From a Real Estate Finance Newsletter from the law firm Bradley Arant Boult Cummings LLP:
  • In Alabama, when a property owner fails to pay his ad valorem property taxes, his property may be sold at a public auction to the highest bidder (the “tax purchaser”). Statutory law in Alabama provides that the owner of the property who failed to pay the taxes, and certain other parties, such as a lender holding a mortgage on the property, have the subsequent right to redeem the property by paying the back taxes, the accrued interest and any excess bid paid by the tax purchaser at the tax sale.

    However, the Alabama Court of Civil Appeals recently addressed the rights of redemption by various parties and reached a decision that not only penalizes a lender for redeeming property in order to protect its interest but also provides a windfall to a property owner who failed to pay his property taxes and allowed his property to be sold at a tax sale.

    Discussion

    In First United Security Bank v. McCollum, the Alabama Court of Civil Appeals addressed the rights of a lender that redeems property sold at a tax sale as a result of its borrower’s failure to pay his property taxes. In McCollum, the property owner executed a promissory note and a mortgage in favor of his lender.

    When the property owner failed to pay his 2009 property taxes, his property was sold at a tax sale. The tax purchaser not only paid the back taxes for 2009, but also paid an excess bid of $32,305.12. The lender subsequently foreclosed on the property and recorded its foreclosure deed in the county where the property was located. The lender, as the current owner of the property, then redeemed the property by paying the back taxes for 2009, interest and the excess bid of $32,305.12.
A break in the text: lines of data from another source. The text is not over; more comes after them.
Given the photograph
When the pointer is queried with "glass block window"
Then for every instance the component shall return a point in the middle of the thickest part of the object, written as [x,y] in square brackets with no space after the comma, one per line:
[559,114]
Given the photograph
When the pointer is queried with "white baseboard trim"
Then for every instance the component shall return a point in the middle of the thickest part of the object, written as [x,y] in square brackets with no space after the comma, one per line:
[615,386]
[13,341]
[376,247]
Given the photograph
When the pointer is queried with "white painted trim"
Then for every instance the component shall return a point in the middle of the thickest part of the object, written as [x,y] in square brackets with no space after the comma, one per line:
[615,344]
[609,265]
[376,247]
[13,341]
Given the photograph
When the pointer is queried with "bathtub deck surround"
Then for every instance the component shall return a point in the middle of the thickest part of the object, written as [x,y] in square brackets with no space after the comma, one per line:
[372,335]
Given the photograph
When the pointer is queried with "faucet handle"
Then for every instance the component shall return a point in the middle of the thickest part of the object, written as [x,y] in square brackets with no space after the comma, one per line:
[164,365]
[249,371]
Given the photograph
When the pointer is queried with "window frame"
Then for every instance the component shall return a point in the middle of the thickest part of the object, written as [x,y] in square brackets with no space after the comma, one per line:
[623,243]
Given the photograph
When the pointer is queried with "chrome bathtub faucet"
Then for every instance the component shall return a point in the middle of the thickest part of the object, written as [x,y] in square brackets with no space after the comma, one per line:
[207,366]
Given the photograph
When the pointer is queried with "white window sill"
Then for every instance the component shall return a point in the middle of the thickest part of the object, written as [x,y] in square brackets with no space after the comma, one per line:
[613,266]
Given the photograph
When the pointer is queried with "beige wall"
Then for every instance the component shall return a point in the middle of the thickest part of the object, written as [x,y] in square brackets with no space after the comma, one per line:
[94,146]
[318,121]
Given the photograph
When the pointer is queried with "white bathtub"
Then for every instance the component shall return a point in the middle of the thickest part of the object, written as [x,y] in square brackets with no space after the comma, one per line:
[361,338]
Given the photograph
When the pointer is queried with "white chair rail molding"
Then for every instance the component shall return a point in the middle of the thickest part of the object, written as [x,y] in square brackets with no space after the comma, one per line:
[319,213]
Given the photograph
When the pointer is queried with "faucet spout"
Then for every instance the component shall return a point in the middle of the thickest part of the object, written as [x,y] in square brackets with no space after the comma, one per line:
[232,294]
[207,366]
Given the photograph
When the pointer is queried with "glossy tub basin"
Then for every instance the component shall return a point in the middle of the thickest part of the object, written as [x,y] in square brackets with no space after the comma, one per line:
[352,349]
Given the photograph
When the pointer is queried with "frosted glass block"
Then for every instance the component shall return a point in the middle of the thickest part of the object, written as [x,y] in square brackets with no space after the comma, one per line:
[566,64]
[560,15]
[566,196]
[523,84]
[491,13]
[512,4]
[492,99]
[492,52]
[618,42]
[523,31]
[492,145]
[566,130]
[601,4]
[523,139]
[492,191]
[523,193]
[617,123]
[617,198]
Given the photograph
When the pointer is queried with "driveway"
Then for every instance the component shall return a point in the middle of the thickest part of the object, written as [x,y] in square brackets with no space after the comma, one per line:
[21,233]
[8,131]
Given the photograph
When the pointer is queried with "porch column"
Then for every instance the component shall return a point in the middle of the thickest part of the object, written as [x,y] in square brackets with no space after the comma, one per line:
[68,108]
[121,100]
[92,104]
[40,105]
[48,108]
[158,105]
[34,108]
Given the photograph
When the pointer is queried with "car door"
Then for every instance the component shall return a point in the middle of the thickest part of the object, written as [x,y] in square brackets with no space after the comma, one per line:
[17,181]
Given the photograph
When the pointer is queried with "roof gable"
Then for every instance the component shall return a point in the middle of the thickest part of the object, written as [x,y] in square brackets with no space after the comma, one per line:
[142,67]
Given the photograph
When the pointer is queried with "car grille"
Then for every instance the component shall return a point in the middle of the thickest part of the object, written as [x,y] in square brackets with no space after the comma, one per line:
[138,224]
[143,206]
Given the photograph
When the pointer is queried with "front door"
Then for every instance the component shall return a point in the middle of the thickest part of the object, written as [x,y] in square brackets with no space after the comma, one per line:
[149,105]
    The lender then applied to the probate court for reimbursement of the excess bid it paid to redeem the property. The probate court refused, saying that the excess bid could only be claimed by the original property owner, that is, the individual who failed to pay the taxes on the property.

    In rejecting the lender’s claim for reimbursement of the excess bid, the Court in McCollum stated that only the property owner was entitled to receive the excess bid even though such owner did not pay to redeem the property. The court based its ruling on Section 40-10-28 of the Alabama Code which provides, in pertinent part, as follows:

    The excess arising from the sale of any real estate remaining after paying the amount of the decree of sale, and costs and expenses subsequently accruing, shall be paid over to the owner, or his agent, or to the person legally representing such owner, or into the county treasury, and it may be paid therefrom to such owner, agent or representative in the same manner as to the excess arising from the sale of personal property sold for taxes is paid.

    The Court then ruled that even though the lender foreclosed on the property and was now the owner of the property, the lender still would not be entitled to receive the excess bid because the lender foreclosed after the tax sale took place.

    Therefore, the only person entitled to recover the excess bid was the owner of the property at the time of the tax sale, the person who failed to pay the property taxes. The Court reached its decision even though a party other than the property owner paid the excess bid as part of its redemption of the property.
For the story, see Pitfalls in the Redemption of Property by Lenders.

For the court ruling, see First United Security Bank v. McCollum, (Ala. Civ. App. November 30, 2012).